I smiled widely. I responded, “You regretted it because you didn’t do it earlier, eh? Now that you know it is so heavenly to do it?” LOL. It is a cliché, do you agree?
However, unexpectedly, my workmate continued, “No, I mean it. I regretted it. I just found out that getting married even engenders more problems to my life. Living single is much more pleasant to me.”
I was dumbfounded to hear that. Then, I talked to myself, “Hmm … this is the first time I heard someone saying honestly about getting married, only some days after the wedding day …” I left him to come into my desk located in the corner of the teacher’s room, to do my own duty as a lecturer. But, this short conversation really haunted me.
It reminded me of a good friend of mine who got married in the beginning of 2005. I knew very well that her marriage plan didn’t run smoothly. Despite her family’s disagreement, she married her boyfriend she barely knew because they knew each other in less than 6 months. Though she is my good friend, I didn’t know exactly what made her take that decision: to marry him. One thing I knew, after the wedding day, she was not really happy with it. Therefore, I was really upset and troubled when a workmate visited her after the wedding day and said, “She looked happy. Who is not happy after getting married?” I directly concluded that this female workmate of mine was the sufferer of Cinderella complex, who believed that marriage is the gate of eternal happiness, that all marriage brings happiness. If I use my rude and cynical nature, this workmate is not honest to herself. No matter what happens in the marriage, people must always show happy faces and say, “I am happy now that I am already married.” in front of other people.
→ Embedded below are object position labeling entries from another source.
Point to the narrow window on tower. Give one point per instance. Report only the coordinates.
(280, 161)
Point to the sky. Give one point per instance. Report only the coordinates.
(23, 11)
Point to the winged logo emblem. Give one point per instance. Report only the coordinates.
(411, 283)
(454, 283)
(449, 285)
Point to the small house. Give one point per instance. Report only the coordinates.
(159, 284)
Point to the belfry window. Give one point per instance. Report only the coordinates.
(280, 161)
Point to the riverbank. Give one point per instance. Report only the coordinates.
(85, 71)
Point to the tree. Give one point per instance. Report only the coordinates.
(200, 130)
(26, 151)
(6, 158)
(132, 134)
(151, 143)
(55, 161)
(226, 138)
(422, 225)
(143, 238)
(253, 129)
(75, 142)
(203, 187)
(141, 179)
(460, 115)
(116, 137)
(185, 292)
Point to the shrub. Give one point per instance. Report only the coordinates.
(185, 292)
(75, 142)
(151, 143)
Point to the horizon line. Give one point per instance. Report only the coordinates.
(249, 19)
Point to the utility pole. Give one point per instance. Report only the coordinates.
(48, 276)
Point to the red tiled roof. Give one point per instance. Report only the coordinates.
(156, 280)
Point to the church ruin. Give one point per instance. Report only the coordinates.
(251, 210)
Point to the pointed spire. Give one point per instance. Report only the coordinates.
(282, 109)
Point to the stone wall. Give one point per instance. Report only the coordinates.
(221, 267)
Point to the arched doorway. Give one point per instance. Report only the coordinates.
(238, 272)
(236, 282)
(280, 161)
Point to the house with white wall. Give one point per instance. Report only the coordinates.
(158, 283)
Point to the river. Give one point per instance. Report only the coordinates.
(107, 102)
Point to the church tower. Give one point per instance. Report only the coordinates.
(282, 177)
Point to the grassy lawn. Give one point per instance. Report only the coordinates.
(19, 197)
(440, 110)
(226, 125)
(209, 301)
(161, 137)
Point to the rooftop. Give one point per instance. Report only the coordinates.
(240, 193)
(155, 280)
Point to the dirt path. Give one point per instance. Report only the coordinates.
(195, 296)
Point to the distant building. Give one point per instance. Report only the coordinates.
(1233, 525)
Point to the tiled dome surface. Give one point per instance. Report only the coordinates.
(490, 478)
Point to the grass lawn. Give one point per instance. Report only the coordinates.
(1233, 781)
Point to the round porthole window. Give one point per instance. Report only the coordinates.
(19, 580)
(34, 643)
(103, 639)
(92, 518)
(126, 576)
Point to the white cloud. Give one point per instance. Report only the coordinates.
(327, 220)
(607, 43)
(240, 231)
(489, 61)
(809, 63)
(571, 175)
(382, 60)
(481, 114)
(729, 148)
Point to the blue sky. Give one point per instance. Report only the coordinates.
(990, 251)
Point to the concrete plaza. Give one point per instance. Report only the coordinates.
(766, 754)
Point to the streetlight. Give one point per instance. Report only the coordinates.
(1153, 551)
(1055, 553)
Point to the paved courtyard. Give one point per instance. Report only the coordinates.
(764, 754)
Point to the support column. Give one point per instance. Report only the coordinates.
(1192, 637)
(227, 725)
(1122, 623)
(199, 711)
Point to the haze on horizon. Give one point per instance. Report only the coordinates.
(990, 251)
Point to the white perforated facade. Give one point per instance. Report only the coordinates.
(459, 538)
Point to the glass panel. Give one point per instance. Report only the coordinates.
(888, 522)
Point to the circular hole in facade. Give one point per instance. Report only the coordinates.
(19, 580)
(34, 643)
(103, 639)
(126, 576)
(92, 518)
How many people are not happy in their marriage? Uncountable. However, since we live in a so-called “marriage-oriented society”, people are not confident to deviate from this. They want to be considered ‘normal’ by living in a marriage, by believing that marriage is the best choice; that it is okay to be miserable inside as long as other people see us as ‘happy’ because having the three things people covet to possess: being married, having a job, and having a kid.
Suddenly I remember a comment of a good friend on my article “marriage”. He said, “You don’t believe that true love between man and woman exists, eh? That eternal love exists?” Simply I said, “Natural law says everything changes in this world.”
Hmm … do I really sound so pessimistic in marriage and love?